I feel like I’ve been through a million break ups in the last few years. There was a big one and then a few less big but equally painful ones that followed. What gets me every time something ends is – look at these amazing beautiful humans who have been around me the whole time and who I just haven’t been paying enough attention to (I am one of them).

The female friendships in my life have always been important to me, for as long as I can remember I prioritised them over romantic relationships. Growing up it wasn’t that important to me to find a boyfriend, to put my energy into that. But something changed at some point, as I got older, I guess eventually society got it’s message through to me – this isn’t what you should be prioritising. This doesn’t get you a future (and that’s what you want after all) – a family, a house, security; everything else is just decoration. But maybe what I’ve been focusing on is the decoration.

As women, from a very young age we are fed an idea of what we should be aspiring to in our lives, from fairy tales to Hollywood story lines the message is the same – a strong, brave (most likely man person) will come and save you from your miserable existence, fulfil all of your hopes and dreams and then, and only then will you live happily ever after. It always ends the same way. No one can ever really find happiness without finding that.

I’m not saying I don’t love being in relationships, I do, and I get a lot from them. And for the most part I have been in good, loving partnerships. But I think the focus is too heavily swung in that direction in my opinion and the expectation is huge. Too many of my straight female friends (myself included) spend too much of our time consumed with the men in our lives. The relationships we are or are not having, the deep analysis of what they are or are not feeling and the weight of all that emotional labour culminates in a real time and energy sap that could surely be put to use elsewhere (it definitely could). It undermines us as women and I am always annoyed at myself for engaging in it. Maybe it is just that as a society we are obsessed with pairing everyone off. Maybe it works both ways. But I have a distinct feeling that my male friends aren’t fretting and consumed with these ideas in quite the same way.

I guess what I’m saying is, I think we should and can find comfort and love in the places we are not expected to. There is so much emphasis on romantic relationships and everything we have come to expect from that person, the one. It feels like a lot. I feel like we could spread the burden. I think there are things that you can only get from your friends, shared experiences that can only be understood or problems that can only really be heard by those people, those connections.
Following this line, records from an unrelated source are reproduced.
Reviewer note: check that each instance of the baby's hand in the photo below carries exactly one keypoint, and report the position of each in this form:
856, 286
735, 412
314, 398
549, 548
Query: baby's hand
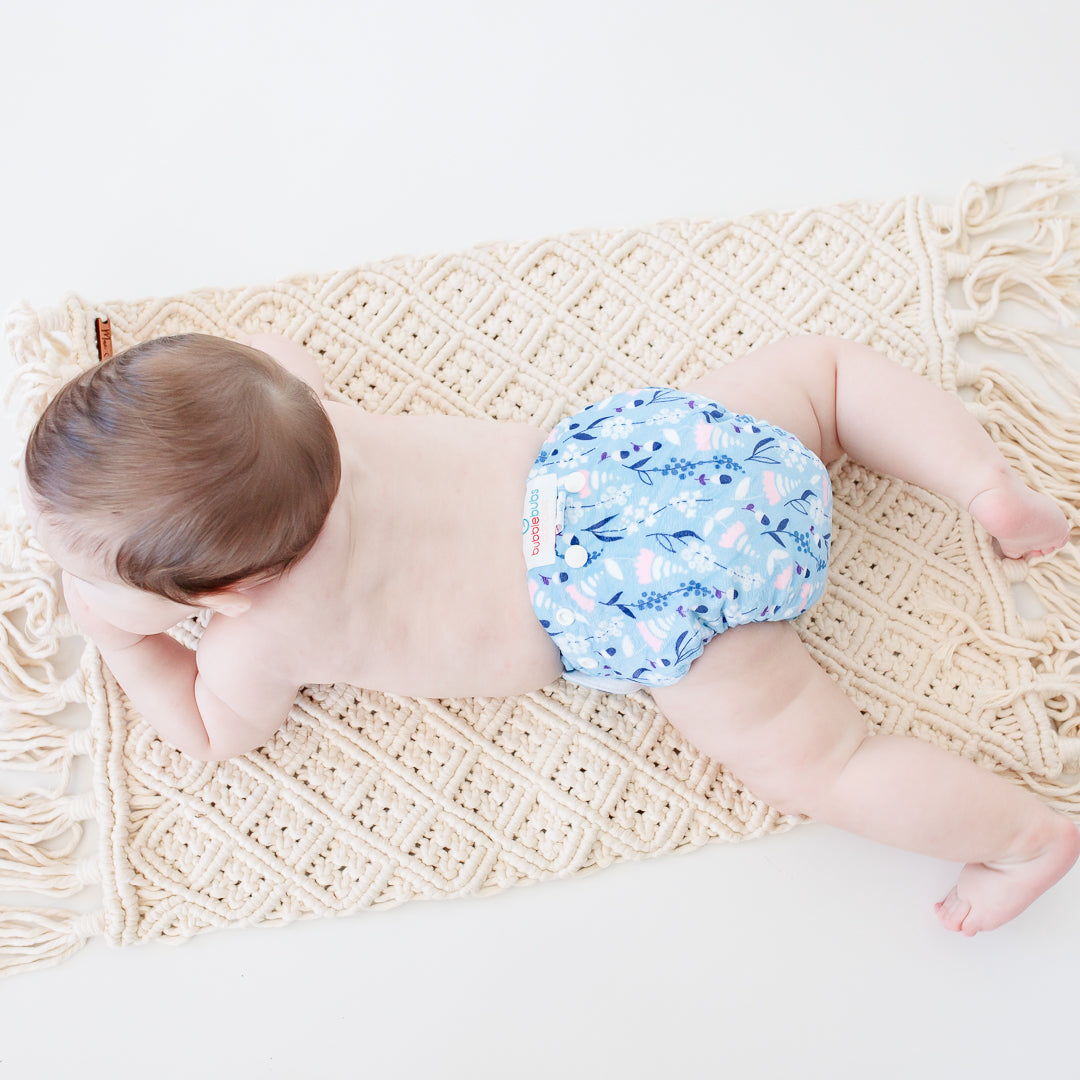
91, 622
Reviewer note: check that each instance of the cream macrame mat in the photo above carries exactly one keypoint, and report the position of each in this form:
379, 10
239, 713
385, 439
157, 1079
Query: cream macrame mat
365, 799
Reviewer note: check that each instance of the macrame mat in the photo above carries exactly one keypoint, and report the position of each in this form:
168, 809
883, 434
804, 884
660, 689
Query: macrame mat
365, 799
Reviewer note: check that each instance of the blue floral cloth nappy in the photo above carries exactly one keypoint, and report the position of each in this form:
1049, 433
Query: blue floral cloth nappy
656, 520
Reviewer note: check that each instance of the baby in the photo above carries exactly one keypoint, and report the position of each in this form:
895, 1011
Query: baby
666, 540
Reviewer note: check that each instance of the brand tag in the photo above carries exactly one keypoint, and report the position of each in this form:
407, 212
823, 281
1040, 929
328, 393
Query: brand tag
539, 521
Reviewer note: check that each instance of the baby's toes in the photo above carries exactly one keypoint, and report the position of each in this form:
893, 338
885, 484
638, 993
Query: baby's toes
953, 910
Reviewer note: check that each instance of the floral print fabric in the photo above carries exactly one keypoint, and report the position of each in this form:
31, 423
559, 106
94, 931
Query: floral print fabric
676, 520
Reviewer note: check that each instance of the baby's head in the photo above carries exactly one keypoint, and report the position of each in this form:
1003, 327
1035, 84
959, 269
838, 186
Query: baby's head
185, 466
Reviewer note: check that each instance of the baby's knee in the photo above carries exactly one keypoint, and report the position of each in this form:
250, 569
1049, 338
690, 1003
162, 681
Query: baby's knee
804, 777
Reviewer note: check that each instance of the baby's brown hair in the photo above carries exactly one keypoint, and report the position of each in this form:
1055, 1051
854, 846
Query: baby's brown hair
191, 461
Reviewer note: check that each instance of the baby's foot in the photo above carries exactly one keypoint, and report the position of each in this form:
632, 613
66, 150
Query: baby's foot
1023, 522
988, 894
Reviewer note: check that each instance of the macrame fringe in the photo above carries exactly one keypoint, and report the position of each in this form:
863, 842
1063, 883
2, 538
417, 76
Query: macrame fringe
995, 264
40, 829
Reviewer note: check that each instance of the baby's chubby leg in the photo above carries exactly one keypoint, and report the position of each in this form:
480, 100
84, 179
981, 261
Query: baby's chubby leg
794, 738
839, 396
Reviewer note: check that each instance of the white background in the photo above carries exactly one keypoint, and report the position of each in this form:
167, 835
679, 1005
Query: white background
151, 148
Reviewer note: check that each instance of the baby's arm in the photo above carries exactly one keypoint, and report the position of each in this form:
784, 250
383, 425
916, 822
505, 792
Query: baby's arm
208, 705
293, 358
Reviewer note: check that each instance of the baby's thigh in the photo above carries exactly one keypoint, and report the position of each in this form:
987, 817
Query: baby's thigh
778, 383
759, 703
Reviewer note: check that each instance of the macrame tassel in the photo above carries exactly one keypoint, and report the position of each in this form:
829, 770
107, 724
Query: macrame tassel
42, 345
36, 937
39, 817
1041, 274
40, 831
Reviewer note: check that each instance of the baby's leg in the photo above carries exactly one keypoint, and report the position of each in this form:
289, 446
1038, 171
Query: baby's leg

All too often we lose friends to their partners and we do the same when we are in relationships, too preoccupied facing inwards into the little world we have created we imagine that the person in front of us can meet all of our needs and I just don’t think that is healthy or right.

When I think of the biggest things I have been through in my life and remember who was really really by my side, who held me up, it is always my friends.

I think it’s about recognising that we all feel love in so many different ways in so many areas of our lives and that the deep love that exists in female friendships should be nurtured and protected and that nothing should compromise its importance.